Craig Barrett To Retire As Intel Chairman
[Intel is a sponsor of SVW]
Craig Barrett said he would retire as Intel chairman in May. It's a major loss for Intel because Mr Barrett was a key figure in helping Intel continue its dominance of the microprocessor markets and hold its position as the world's largest chipmaker.
He did that by focusing on chip manufacture. And that's the real secret of Intel's success-- not design but manufacture. Intel can build and ramp up a chip fab (one of the most complex industrial factories of our time) in record time, and do it again, and again, and again. There are hundreds of different processes involved in making chips, and hundreds of complex and very sensitive machines -- it's not an easy task to get the calibration done right. If you mess up in one process you lose the entire batch of chips and you quickly start to lose huge amounts of money.
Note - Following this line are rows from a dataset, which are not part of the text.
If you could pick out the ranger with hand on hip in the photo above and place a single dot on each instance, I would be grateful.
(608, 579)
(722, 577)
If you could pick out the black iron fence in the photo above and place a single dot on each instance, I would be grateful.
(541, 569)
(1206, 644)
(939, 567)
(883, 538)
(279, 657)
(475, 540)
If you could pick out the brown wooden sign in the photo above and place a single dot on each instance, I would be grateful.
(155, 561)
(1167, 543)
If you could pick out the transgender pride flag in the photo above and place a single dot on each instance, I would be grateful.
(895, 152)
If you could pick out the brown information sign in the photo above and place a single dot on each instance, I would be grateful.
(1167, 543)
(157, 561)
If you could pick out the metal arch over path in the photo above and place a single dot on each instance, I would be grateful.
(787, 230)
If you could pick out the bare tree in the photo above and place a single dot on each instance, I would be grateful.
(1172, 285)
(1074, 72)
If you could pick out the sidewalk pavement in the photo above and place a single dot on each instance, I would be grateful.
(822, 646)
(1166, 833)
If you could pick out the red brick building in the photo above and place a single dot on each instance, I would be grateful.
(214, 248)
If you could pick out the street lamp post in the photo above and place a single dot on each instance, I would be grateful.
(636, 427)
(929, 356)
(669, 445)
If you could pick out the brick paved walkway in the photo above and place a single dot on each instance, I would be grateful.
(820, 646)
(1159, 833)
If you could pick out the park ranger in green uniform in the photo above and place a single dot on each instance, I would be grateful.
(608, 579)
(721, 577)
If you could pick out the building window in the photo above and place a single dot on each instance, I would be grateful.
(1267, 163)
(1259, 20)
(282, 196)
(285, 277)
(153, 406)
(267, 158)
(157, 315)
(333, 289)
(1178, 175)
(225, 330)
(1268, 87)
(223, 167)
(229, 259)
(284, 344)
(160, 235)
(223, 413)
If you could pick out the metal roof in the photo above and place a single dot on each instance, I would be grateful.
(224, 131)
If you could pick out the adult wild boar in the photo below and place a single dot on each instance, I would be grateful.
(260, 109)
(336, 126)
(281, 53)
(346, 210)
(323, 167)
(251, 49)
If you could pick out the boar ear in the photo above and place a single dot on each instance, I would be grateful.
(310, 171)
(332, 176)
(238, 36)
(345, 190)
Mr Barrett developed a process of copying exactly a fab in a new fab, and rapidly distributing process gains to its other fabs. This meant Intel could quickly build very complex fabs, and importantly, achieve very high manufacturing yields (something which rival Advanced Micro Devices always struggled with). Mr Barrett leaves Intel in a very strong position.http://blip.tv/file/1667485/
Here are more details on his retirement and replacement:
Barrett joined Intel in 1974 and has served in many capacities including CEO from 1998 through 2005. In recent years, Barrett has been active in Intel's World Ahead Program bringing information technology to the emerging economies and has been active in issues as far ranging as education, health care and U.S. competitiveness. Barrett is the current chair of the U.N. Global Alliance for Information and Communications Technology and Development.
Commenting on his 35 year career at Intel, Barrett noted that he was fortunate to have been able to work side by side with industry legends Bob Noyce, Gordon Moore and Andy Grove.
"I want to thank Craig for his 35 years of tireless efforts on behalf of Intel," said Paul Otellini, Intel president and CEO. "His legacy spans the creation of the best semiconductor manufacturing machine in the world, leading Intel for seven years as we emerged into a global powerhouse, and most recently as our industry's senior statesman and ambassador who has advocated the benefits of education and technology as forces for positive change. He has been my colleague, supervisor, mentor and friend for these 35 years. I wish him the very best as he moves on to the next chapter in his life."
Intel also announced that independent director Jane Shaw, who joined the Intel board in 1993, has been elected by the board of directors to replace Barrett as non-executive chairman beginning in May.